Y es por eso que al reparar en tu juvenil oficio de vendedor de periódicos, he querido escribirte esta carta de despedida, justamente desde un periódico. Es un periódico que está lejos de California; pero eso no le hace, porque las palabras viajan, viajan y se unen a los hombres, y los pueblos...

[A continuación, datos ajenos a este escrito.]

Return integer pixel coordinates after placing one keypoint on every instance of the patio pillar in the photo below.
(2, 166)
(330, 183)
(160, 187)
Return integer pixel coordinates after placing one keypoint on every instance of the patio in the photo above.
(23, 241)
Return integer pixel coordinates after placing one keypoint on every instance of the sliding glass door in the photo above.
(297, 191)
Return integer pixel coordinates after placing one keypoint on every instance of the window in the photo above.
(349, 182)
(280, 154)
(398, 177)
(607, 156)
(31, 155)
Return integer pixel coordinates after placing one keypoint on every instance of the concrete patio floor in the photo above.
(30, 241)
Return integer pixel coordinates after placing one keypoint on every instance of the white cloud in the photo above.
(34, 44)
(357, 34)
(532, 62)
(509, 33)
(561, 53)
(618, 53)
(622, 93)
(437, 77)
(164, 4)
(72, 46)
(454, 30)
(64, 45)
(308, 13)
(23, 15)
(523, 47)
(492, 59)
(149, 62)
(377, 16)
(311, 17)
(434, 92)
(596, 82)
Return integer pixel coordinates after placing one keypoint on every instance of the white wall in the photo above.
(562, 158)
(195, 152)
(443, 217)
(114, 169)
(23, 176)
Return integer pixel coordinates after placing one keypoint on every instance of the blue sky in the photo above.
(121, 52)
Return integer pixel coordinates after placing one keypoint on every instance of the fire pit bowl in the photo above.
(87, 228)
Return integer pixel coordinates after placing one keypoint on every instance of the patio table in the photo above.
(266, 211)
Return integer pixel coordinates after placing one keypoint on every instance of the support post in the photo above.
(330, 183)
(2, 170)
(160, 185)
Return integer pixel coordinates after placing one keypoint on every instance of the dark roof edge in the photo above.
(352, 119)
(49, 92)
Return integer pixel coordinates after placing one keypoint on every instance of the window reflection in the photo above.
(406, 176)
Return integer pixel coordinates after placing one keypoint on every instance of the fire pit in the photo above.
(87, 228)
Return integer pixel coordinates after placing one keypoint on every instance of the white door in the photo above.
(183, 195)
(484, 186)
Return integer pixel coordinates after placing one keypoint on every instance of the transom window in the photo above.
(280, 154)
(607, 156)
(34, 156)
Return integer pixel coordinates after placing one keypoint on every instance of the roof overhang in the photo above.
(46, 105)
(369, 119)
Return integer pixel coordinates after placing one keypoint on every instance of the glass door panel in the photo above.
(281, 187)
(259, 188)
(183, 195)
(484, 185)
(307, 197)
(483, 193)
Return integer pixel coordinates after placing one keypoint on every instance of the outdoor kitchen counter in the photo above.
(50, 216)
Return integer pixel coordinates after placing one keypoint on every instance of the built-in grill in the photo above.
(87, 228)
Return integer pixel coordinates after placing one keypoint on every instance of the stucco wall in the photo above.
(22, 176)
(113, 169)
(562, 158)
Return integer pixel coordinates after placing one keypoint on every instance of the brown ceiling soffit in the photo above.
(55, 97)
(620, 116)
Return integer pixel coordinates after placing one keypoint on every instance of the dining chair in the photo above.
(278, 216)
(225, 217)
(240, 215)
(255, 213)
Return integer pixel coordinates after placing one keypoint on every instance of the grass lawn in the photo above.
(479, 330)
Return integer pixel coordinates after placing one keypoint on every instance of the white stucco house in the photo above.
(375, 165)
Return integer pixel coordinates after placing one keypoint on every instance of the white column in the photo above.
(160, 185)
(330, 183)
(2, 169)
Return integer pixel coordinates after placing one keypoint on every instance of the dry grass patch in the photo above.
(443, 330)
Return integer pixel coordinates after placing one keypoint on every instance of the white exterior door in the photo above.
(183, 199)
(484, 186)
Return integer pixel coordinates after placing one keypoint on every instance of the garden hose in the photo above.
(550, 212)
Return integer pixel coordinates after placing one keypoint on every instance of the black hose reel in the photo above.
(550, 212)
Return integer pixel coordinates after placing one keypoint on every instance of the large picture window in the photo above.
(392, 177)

Claro que también sé que si uno pone aquí, fulanito ha muerto, eso no es nada en comparación con la verdad. Tú sabes que no siempre reparamos en las gentes desaparecidas en el entretejido de la ciudad donde vivimos. Gentes, cuyos rostros vemos cada día, y en un santiamén dejamos de verlos. Mientras para nosotros es un pequeño borrón en la memoria, esas desapariciones son mortalmente dolorosas para sus familiares. Ellos viven esos días entre la pena infinita y el desgarro interior, junto a otras muchas negruras. Las palabras no pueden dar exacta cuenta de lo realmente sentido. Lo que se siente va más allá del contenido de las palabras. Cada muerte es absurdamente incomprensible. Todo este parlamento para decirte que algunos tipos como tú, no deberían morir nunca.
Ahora que estoy pensando en ti profundamente, se me ocurre que es una lástima que las raíces de los hombres buenos, como tú, no puedan ser traspasables. De todos modos, me conformaré con seguir escuchando el rico manantial de tu voz inconfundible.
Agradecido por todo lo que nos has dado, recibe mi más cariñoso abrazo, con un último ruego, tomado de ti mismo: “no vayas; pero si tienes que ir, saluda a todo el mundo”.